Two commands to inspect a specific domain’s TXT record

  • dig <domain> TXT
  • nslookup -q=TXT <domain>

This quick check revealed an additional host that is allowed to send all emails to the original host. Doing the same check for the other IPs had different results like including domains related to cloud storage sites which you could hypothesize is an exfil location. Another site I use often is Hurricane Electric BGP Toolkit for a quick view of DNS info. A specific domain I queried showed it had two A records pointing to two different IPs. Latest pDNS data resolved both IPs to an AWS global accelerator and querying the next domain showed it shares the same. So now underlying infrastructure behind two domains reveals that they’re entry points into AWS application endpoints. The last domain I checked resolved to an IP that had a history of being used in a cyber espionage campaign in mid 2023 that distributed remote access trojans through Android messaging apps. That campaign is unrelated to how the IP is used now but it showcases it has a notorious background to begin with.

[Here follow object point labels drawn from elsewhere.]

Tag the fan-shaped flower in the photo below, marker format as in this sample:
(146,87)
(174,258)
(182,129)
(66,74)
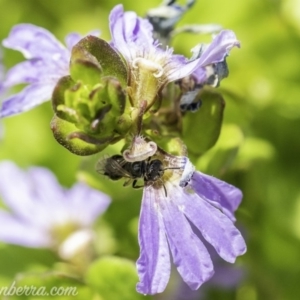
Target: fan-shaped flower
(151,66)
(165,225)
(43,214)
(47,61)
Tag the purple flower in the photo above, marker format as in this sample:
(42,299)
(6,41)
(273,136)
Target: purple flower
(132,37)
(40,210)
(47,61)
(165,225)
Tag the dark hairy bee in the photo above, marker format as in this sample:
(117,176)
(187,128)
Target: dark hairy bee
(116,167)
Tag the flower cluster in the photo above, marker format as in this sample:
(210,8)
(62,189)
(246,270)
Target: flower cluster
(136,89)
(45,215)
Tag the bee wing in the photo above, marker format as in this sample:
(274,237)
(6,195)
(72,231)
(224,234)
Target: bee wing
(112,167)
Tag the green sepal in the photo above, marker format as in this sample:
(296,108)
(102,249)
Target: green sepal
(58,96)
(114,278)
(85,71)
(77,142)
(202,129)
(92,48)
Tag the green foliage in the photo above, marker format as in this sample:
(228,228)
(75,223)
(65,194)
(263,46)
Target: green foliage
(258,148)
(114,278)
(202,128)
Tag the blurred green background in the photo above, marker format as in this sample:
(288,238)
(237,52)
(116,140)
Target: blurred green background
(258,151)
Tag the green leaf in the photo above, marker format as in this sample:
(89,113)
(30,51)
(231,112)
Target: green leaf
(68,135)
(201,129)
(92,48)
(222,156)
(114,278)
(58,96)
(85,71)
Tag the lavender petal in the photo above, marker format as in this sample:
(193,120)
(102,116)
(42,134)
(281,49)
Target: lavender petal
(153,264)
(215,227)
(219,193)
(34,42)
(189,254)
(14,231)
(28,98)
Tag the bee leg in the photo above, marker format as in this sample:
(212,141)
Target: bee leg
(136,186)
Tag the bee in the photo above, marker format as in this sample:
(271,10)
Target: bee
(116,167)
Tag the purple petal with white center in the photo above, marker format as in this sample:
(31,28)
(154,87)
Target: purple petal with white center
(34,42)
(190,256)
(129,32)
(215,52)
(14,231)
(215,227)
(28,98)
(153,264)
(48,62)
(37,204)
(32,197)
(222,195)
(94,202)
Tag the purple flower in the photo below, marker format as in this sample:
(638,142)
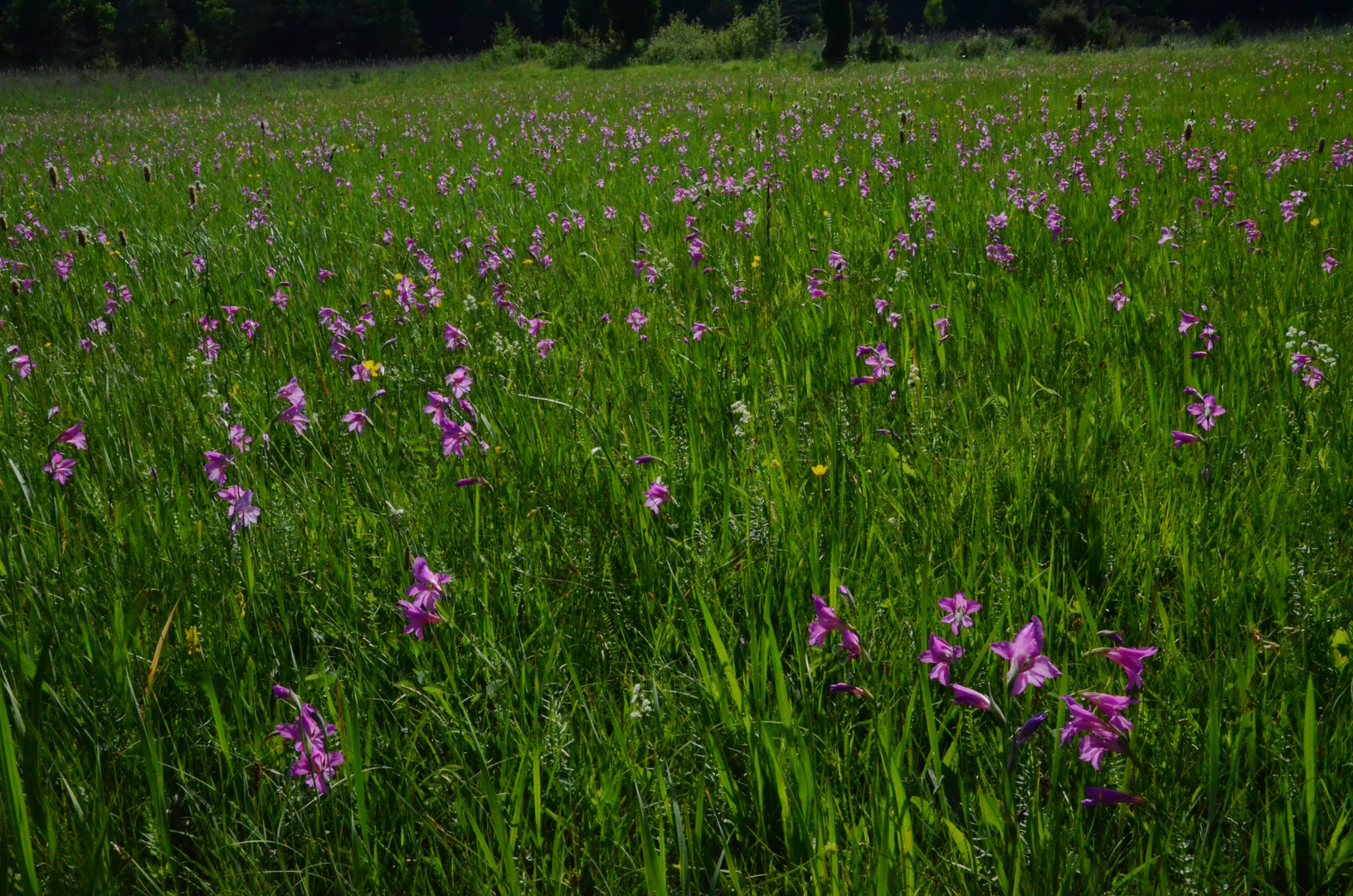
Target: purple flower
(291,392)
(295,416)
(240,437)
(1206,411)
(356,420)
(460,382)
(418,617)
(1027,665)
(842,688)
(216,466)
(75,436)
(1118,298)
(1130,658)
(825,621)
(1104,796)
(960,611)
(969,697)
(656,494)
(426,589)
(455,338)
(61,469)
(244,512)
(1027,730)
(943,655)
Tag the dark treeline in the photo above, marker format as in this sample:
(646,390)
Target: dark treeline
(92,32)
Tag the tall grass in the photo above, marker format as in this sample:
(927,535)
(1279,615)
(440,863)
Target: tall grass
(619,701)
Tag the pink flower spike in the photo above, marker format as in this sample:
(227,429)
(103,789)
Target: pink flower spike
(1027,665)
(960,611)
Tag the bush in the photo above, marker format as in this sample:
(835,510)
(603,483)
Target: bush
(752,37)
(973,47)
(840,23)
(1228,34)
(1067,26)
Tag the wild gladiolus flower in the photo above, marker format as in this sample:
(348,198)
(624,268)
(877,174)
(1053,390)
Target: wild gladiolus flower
(244,512)
(75,437)
(418,617)
(216,466)
(656,494)
(1027,665)
(1206,411)
(960,611)
(943,655)
(1104,796)
(61,469)
(460,382)
(1130,658)
(356,420)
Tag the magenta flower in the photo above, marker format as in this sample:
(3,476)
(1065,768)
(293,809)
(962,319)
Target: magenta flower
(61,469)
(1206,411)
(216,466)
(1027,665)
(1118,298)
(76,437)
(426,589)
(455,338)
(244,512)
(1130,658)
(1104,796)
(240,437)
(943,655)
(960,611)
(356,420)
(969,697)
(295,416)
(418,617)
(460,382)
(1029,728)
(291,392)
(656,494)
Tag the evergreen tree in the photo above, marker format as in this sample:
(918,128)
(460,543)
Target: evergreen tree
(838,19)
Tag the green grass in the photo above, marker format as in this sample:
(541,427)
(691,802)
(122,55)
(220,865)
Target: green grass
(620,703)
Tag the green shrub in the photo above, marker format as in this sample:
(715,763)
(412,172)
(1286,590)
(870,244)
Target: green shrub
(973,47)
(840,23)
(1228,34)
(1067,26)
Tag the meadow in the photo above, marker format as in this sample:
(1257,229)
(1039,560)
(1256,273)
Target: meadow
(418,478)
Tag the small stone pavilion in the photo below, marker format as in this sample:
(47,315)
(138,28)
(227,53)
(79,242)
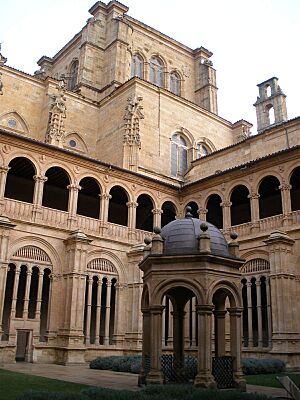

The conclusion of this investigation was that threat actors will use compromised cPanel accounts to assign their own malicious domains since the IP can resolve hundreds of other benign websites (the AWS Global Accelerator). It’s cheaper than running their own servers and they’re able to blend in with legitimate traffic. The intel gathered from this investigation revealed phishing behavior, additional communicating hosts, capabilities threat actors employ such as compromising legitimate cPanel accounts, and victimology from other sites masquerading as legitimate companies and products. As for the adversary, that part is still a bit grey given phishing scams aren’t easily attributable, but by querying VirusTotal for some of the IPs, communicating files can show what kind of malware is being spread. File hashes could be analyzed further to build YARA rules and provide continuous monitoring or alerts built in URLScan to maintain observability in domain patterns. In the event future intelligence shows the malware has changed like content within the HTML body, these rules can be updated.

Conclusion

Enriching data provides a greater understanding of the threat which enhances the level of action that can be taken. As you include more teams in these conversations, that can further fine tune what kind of data you collect and determine what is of value or what could be improved. I’ll close with a quote from BushidoToken’s recent post:

By establishing trust, providing contextualized insights, and facilitating executive awareness, CTI can effectively navigate executive inquiries and strengthen the organization’s security posture in an ever-evolving threat landscape.